Grâce à la microscopie à effet tunnel à balayage, les chercheurs ont en outre pu élucider une autre énigme, comme ils l’avaient déjà annoncé en novembre dans la revue spécialisée "Small". Le transport d’électrons - c’est-à-dire le courant électrique - dépend également de la combinaison de l’orientation des molécules et de l’aimantation de la surface. Selon l’orientation des molécules liées, les électrons avec un sens de rotation (spin) circulent de préférence à travers la molécule, les électrons avec le "mauvais" spin sont donc filtrés. Cette sélectivité du spin des électrons induite par la chiralité (effet CISS, voir illustration, page de gauche) avait déjà été observée dans des études précédentes, mais on ne savait pas si un ensemble de molécules était nécessaire ou si des molécules individuelles présentaient également cet effet. Karl-Heinz Ernst et ses collègues ont maintenant pu montrer que des molécules d’hélicine isolées présentent également l’effet CISS. "Mais la physique qui se cache derrière n’est toujours pas comprise", avoue Karl-Heinz Ernst sans ambages.

Et ses résultats ne peuvent finalement pas non plus répondre complètement à la question de la chiralité de la vie, selon Karl-Heinz Ernst. Une question que Vladimir Prelog, prix Nobel de chimie et chimiste à l’EPFZ, avait déjà qualifiée d’"un des premiers problèmes de la théologie moléculaire" dans son discours du prix Nobel en 1975. Mais le chercheur de l’Empa peut tout à fait imaginer que lors de certaines réactions chimiques catalysées en surface - telles qu’elles auraient pu se produire dans la "soupe primitive" chimique - la combinaison de champs électriques et magnétiques aurait pu conduire à un enrichissement constant de l’une ou l’autre forme des différentes biomolécules - et donc, en fin de compte, à la mainmise de la vie.

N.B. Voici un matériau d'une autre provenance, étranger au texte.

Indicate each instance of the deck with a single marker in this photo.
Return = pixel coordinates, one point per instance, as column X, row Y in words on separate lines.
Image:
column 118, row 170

C’est ainsi que se manifeste la sélectivité du spin des électrons induite par la chiralité (effet CISS) : Les électrons (e- ou boules rouges et vertes avec une flèche indiquant le spin des électrons, soit vers le haut, soit vers le bas) ayant le "mauvais" sens de rotation (spin) sont retenus ou filtrés lors de leur passage à travers des molécules en forme de spirale, selon la position des spirales (vis à gauche ou à droite), de sorte qu’un spin des électrons prédomine (à gauche de l’image, électrons avec la flèche vers le bas). Le champ électrique d’une surface métallique (E, dirigé vers le haut, à droite sur l’image) déplace les électrons dans les molécules d’heptahélice liées ; ceux-ci s’accumulent légèrement dans la partie inférieure de la molécule, près de la surface. Dans le cas des molécules chirales, les électrons de spin différent sont déplacés différemment en fonction de la position de la molécule. La molécule devient "polarisée en spin", c’est-à-dire qu’elle devient également magnétique. Selon le sens d’aimantation de la surface métallique, les molécules chirales interagissent donc différemment avec celle-ci. Dans cet exemple, la spirale violette se lie donc plus fortement à la surface que la jaune, car les spins opposés "s’attirent" (les électrons superposés de spin différent).